Queen Lear erwehrt sich ihrer ruchlosen Söhne nicht im antiken Britannien, sondern im Weltall, denn Weise versetzt Shakespeares Intrige und Kriege in eine Star Wars-Saga. Und nachdem das Theaterpublikum zwei Jahre per Streaming Serien genossen hat, bedient er auch diese Sehgewohnheiten: Die Netflix-Serie „Succession“ lässt schön grüßen

Triggerwarnung: Dieser Abend könnte Gewalt enthalten!

Aber egal, ob die Tragödie im antiken Britannien oder in unendlichen Weiten ihren Lauf nimmt: An den Anfang gehört im Jahr 2022 eine Triggerwarnung. Fabian Hagen vom Nationaltheater Weimar trägt sie vor, er ist kurzerhand für einen erkrankten Kollegen eingesprungen (und dabei erstaunlich sicher in der neuen Rolle). Als Graf Kent, als Vertrauter der Queen, warnt er uns. Das alles heute Abend könnte ziemlich aus dem Ruder laufen.

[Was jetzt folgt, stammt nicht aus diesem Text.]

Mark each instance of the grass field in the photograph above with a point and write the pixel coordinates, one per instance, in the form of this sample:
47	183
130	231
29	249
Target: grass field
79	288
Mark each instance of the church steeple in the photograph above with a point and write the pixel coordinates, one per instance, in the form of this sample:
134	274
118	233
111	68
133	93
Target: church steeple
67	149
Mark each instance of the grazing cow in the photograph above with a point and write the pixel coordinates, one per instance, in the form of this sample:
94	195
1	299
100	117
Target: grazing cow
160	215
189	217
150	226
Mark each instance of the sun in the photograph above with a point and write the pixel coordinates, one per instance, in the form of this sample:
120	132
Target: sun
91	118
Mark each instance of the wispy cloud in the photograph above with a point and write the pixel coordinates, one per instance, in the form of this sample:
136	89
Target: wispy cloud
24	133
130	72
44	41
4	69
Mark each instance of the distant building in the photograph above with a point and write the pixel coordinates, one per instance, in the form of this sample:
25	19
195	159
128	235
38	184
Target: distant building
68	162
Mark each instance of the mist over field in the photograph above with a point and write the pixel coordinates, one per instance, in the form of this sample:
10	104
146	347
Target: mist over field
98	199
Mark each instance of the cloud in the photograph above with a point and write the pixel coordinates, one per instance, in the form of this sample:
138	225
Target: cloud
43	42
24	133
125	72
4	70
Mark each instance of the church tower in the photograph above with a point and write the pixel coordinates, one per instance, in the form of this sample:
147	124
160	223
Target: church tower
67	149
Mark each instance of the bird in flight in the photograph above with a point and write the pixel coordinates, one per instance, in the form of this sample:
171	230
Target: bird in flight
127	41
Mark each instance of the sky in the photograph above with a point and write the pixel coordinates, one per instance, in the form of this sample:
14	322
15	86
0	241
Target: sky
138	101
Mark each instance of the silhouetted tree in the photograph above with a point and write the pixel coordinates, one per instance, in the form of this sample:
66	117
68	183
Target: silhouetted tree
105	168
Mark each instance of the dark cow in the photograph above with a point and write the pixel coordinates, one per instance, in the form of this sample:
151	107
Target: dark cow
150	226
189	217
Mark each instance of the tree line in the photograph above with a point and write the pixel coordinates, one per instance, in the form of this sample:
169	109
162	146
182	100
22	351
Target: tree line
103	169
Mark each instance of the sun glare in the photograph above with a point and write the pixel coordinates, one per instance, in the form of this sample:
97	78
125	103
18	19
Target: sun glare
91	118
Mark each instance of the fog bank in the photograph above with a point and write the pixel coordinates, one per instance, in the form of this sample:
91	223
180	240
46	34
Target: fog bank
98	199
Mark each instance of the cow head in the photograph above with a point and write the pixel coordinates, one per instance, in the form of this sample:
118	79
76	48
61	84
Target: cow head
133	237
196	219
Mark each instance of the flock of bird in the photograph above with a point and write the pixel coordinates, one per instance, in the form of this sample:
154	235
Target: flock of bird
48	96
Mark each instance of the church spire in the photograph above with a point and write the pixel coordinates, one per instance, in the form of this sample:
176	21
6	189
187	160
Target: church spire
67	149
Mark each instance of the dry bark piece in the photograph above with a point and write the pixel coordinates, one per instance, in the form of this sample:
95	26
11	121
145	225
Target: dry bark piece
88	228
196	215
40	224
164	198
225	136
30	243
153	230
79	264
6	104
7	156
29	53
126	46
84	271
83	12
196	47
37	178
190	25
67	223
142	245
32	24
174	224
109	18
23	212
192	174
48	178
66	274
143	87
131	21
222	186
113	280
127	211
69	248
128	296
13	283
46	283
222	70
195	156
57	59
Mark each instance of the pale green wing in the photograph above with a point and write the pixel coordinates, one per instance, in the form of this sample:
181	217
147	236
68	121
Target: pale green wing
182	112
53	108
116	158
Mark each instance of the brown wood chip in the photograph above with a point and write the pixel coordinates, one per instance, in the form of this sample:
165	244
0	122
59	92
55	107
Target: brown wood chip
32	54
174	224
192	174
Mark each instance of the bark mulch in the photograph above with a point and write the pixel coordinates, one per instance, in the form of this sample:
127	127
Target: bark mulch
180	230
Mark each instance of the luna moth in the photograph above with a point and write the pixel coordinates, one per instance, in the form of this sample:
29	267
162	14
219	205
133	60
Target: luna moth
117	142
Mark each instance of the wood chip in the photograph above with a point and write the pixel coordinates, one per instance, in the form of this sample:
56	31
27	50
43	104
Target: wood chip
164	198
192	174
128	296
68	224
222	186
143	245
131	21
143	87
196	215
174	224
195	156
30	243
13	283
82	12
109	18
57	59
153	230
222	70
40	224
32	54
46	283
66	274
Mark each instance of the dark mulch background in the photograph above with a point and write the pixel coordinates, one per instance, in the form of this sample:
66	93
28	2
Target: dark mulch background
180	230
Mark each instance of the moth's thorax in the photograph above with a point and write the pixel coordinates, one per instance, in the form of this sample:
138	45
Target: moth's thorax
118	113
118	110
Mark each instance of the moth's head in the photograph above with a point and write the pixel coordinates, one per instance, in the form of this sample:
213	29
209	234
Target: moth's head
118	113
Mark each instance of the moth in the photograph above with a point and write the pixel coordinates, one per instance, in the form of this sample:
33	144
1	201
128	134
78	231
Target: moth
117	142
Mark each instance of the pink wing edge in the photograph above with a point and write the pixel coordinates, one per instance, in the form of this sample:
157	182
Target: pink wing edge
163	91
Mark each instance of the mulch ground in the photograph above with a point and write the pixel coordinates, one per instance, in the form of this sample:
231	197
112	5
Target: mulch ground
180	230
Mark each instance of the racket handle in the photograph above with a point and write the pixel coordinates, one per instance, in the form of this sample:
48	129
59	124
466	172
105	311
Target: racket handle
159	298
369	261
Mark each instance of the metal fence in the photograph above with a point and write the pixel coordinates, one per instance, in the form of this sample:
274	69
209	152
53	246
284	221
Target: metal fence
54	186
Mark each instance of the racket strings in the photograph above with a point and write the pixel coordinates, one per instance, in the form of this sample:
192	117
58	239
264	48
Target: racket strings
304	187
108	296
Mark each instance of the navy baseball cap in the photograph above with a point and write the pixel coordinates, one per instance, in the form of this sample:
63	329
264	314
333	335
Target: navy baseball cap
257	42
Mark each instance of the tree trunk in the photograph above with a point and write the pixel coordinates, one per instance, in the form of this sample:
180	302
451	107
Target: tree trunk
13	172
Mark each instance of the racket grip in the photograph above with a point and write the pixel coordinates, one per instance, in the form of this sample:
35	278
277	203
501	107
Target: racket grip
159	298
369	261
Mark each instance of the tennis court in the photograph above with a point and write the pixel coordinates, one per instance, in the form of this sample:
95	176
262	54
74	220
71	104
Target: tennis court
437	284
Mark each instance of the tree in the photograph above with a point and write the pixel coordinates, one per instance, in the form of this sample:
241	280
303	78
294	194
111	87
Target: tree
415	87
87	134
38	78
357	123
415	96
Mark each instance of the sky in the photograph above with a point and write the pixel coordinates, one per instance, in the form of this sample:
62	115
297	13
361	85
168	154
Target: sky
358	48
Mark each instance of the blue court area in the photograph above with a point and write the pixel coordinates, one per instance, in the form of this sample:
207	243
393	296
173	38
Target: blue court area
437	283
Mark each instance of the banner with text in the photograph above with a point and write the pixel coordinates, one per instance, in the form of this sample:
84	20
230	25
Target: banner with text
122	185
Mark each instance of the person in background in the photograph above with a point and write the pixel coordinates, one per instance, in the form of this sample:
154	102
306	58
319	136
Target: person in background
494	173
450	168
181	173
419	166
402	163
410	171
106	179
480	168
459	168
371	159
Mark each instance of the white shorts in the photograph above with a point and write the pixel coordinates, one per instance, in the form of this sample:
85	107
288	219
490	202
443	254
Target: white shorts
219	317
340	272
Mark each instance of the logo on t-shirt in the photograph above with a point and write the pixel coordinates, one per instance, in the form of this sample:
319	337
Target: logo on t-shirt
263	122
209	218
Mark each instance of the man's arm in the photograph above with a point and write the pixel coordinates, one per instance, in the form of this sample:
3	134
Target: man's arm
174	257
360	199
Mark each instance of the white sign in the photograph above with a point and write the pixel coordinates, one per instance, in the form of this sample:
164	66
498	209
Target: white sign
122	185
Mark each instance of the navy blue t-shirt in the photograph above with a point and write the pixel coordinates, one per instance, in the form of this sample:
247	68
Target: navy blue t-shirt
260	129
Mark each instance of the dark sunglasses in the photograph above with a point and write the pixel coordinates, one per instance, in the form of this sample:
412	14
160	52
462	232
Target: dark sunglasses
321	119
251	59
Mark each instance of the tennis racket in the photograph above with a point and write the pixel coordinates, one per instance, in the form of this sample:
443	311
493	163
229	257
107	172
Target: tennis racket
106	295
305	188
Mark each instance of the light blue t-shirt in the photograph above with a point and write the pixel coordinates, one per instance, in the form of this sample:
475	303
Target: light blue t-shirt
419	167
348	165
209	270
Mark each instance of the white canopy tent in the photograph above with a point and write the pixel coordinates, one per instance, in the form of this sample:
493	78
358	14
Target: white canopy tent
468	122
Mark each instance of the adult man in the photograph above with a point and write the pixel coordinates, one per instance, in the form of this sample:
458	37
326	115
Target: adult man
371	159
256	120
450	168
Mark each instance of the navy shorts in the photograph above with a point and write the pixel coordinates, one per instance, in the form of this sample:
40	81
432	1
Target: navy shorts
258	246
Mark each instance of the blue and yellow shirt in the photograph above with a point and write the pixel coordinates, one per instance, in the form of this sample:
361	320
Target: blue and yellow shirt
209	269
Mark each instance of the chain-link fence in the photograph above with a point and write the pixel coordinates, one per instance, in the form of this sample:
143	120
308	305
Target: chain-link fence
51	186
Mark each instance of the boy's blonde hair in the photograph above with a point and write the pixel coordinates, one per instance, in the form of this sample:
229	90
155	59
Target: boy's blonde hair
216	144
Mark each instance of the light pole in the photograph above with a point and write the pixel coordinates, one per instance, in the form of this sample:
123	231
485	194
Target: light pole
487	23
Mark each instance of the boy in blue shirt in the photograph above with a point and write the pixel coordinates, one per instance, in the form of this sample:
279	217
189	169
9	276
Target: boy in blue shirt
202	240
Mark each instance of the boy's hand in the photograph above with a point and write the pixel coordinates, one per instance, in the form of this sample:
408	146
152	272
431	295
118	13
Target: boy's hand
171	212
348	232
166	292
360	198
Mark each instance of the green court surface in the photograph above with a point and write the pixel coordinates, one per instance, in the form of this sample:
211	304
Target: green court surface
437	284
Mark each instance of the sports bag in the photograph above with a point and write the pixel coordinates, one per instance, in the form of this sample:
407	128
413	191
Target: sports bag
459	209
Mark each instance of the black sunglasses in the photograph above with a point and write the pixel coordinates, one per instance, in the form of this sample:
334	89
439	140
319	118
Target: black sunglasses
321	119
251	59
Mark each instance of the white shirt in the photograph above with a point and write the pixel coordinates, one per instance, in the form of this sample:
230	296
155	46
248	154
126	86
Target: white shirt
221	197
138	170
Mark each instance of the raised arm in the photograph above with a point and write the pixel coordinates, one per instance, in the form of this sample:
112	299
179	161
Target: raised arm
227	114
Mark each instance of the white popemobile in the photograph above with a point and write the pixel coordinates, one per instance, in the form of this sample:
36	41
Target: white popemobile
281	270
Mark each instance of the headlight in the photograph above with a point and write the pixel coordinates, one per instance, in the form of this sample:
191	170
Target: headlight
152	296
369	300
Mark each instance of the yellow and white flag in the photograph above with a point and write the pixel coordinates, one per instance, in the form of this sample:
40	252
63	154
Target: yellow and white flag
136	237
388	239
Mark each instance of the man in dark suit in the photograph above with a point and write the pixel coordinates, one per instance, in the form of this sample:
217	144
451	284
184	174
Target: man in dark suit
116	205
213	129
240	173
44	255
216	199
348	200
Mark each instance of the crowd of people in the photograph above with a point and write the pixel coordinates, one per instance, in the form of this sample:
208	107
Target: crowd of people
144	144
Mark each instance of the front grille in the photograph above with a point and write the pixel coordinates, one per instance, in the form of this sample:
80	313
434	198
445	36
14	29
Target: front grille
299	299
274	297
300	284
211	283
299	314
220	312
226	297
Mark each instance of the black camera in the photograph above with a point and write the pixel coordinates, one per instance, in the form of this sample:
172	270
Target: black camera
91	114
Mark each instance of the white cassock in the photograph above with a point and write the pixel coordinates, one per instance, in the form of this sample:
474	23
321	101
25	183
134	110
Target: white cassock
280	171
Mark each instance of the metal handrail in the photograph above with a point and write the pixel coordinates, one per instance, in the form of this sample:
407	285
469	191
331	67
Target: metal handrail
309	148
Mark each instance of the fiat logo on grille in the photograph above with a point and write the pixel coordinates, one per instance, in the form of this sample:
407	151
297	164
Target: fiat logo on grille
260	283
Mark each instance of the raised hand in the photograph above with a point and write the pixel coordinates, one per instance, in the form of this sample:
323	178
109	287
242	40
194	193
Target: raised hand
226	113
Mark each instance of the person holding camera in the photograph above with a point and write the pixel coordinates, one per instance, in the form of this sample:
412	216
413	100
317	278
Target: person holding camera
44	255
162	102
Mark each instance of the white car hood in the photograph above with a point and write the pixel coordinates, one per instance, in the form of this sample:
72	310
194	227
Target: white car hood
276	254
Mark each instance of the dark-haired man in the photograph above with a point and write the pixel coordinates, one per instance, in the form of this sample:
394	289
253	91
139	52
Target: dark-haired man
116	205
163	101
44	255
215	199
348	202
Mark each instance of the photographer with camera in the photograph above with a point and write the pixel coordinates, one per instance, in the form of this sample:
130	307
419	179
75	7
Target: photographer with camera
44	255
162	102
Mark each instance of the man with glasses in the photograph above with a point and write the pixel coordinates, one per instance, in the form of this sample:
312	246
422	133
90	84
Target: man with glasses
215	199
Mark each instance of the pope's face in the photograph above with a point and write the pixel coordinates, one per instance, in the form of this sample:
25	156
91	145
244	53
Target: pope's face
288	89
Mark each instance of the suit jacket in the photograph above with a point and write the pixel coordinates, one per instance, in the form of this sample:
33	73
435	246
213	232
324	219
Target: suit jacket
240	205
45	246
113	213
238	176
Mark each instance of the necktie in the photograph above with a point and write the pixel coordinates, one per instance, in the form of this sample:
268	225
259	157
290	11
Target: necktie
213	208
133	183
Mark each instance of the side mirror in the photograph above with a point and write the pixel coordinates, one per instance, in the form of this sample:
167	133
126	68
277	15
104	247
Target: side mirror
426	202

„Es könnte zu fürchterlichen Szenen von Gewalt kommen, zu verbaler Gewalt, physischer Gewalt, sexualisierter Gewalt, zu kollektiver Gewalt“. Folter ist auch nicht ausgeschlossen. Noch ist das nur eine Möglichkeit, aber bei Shakespeare und angesichts der Natur des Menschen wird es genauso kommen. Und Kent, der loyale Berater, wird verstoßen: Wegen unbotmäßiger Ehrlichkeit fällt er in Ungnade bei der Queen.

Tragödie mit minutiöser Kameraarbeit

Der Abend findet bis zur Pause fast ausschließlich hinter der Bühne statt. Vorn auf der Bühne, unter einer großen Leinwand, sitzt dabei meist nur der Musiker Jens Dohle, um den düsteren Endzeit-Soundtrack zum finsteren Geschehen beizusteuern. Die Intrigen selbst werden auf der Hinterbühne oder in den Gorki-Räumlichkeiten gesponnen, in den scienefictionhaften Kulissen von Julia Oschatz.

In zweidimensionalen Raumgleitern, in denen das fabelhafte Ensemble sich dreidimensional in den Wahnsinn oder den Tod treibt. Zwei Kamerafrauen übertragen das Ränkespiel für das Publikum auf die Leinwand, so, als sei die Notwendigkeit, Theater künftig wieder verstärkt streamen zu müssen, schon mitgedacht worden. Im Laufe des Abend verlagert sich das Geschehen auf die klassische Theaterbühne. Bis dahin werden Drinnen und Draußen, Vorne und Hinten kunstvoll verknüpft; eine längere Szene spielt auch in der Dorotheenstraße hinter dem Theater.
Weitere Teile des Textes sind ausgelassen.